If the exemption for a “life-threatening physical condition” and the “risk of substantial impairment of a major bodily function” doesn’t apply to Cox — who, per her lawyers, has been in and out of four emergency rooms in the past month and may lose her ability to give birth in the future — who does it apply to? And how can anyone feel confident that a pregnant patient in even more imminent danger than Cox would get an abortion, given how justifiably skittish doctors are in the state?
It doesn’t? I thought we all understood that? Well, we can thank the Court for making that clear.

My God, they said it out loud:
“Every child is uniquely precious and should continue to be protected in law no matter how long or short the baby’s life may be,” Texas Right To Life said in a statement responding to the Cox lawsuit. “The compassionate approach to these heartbreaking diagnoses is perinatal palliative care, which honors, rather than ends, the child’s life.”
"And if the mother is rendered infertile or left with a chronic injury, well: tough shit. Sucks to be you. We have to think of the unborn children.”

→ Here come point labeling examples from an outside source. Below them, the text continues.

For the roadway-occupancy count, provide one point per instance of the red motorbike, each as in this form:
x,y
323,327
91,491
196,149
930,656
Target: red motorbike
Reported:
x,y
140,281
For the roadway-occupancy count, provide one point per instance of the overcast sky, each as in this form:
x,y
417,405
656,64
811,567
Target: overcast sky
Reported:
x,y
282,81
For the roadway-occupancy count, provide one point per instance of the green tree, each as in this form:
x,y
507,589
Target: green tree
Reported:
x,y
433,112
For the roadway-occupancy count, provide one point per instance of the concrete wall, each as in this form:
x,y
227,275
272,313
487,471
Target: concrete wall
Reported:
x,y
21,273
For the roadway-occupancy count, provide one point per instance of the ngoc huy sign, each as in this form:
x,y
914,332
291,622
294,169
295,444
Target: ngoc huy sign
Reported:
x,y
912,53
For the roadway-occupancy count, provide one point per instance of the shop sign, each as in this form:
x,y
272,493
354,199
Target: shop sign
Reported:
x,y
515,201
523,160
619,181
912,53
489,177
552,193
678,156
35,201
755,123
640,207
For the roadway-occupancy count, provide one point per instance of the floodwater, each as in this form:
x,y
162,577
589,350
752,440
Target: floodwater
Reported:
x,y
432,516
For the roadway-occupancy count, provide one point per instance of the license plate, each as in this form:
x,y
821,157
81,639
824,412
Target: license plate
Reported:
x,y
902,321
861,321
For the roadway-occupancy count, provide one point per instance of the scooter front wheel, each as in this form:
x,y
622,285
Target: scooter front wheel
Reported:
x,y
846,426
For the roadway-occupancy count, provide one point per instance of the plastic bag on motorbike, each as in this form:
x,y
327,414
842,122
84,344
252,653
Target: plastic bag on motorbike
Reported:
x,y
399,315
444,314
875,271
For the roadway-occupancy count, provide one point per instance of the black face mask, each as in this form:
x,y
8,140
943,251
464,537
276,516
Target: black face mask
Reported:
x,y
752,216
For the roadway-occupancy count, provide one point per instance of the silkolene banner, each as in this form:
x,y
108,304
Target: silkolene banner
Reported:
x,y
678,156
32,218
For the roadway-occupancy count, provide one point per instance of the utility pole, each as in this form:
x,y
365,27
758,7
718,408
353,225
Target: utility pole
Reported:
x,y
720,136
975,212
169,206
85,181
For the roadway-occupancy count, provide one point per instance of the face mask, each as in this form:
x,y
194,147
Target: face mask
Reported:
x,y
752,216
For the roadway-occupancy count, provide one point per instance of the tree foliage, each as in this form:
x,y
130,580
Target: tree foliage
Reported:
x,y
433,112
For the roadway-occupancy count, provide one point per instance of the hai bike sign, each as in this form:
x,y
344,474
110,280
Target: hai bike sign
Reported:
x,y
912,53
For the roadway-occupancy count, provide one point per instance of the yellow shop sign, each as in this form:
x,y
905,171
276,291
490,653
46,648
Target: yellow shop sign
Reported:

Abortion is healthcare; plain and simple. Reconstructive surgery exists to help people recover from disfiguring injury or disease. If some people use it for vanity, is it not still fundamentally healthcare? Abortion is not the sport of “callous, promiscuous women who cavalierly stroll into and out of Planned Parenthood clinics." I even doubt such women exist; certainly not in the numbers of men and women who turn to “plastic surgery” for vanity purposes. Even if 1 such person exists, it is a small price to pay for the healthcare of every woman in this country.

And in the State of Texas, too.
It was never about “compassion for the child,” because once born the “pro-life” movement has no more interest in children. It was always about control; about who’s in charge, and who they can be in charge of.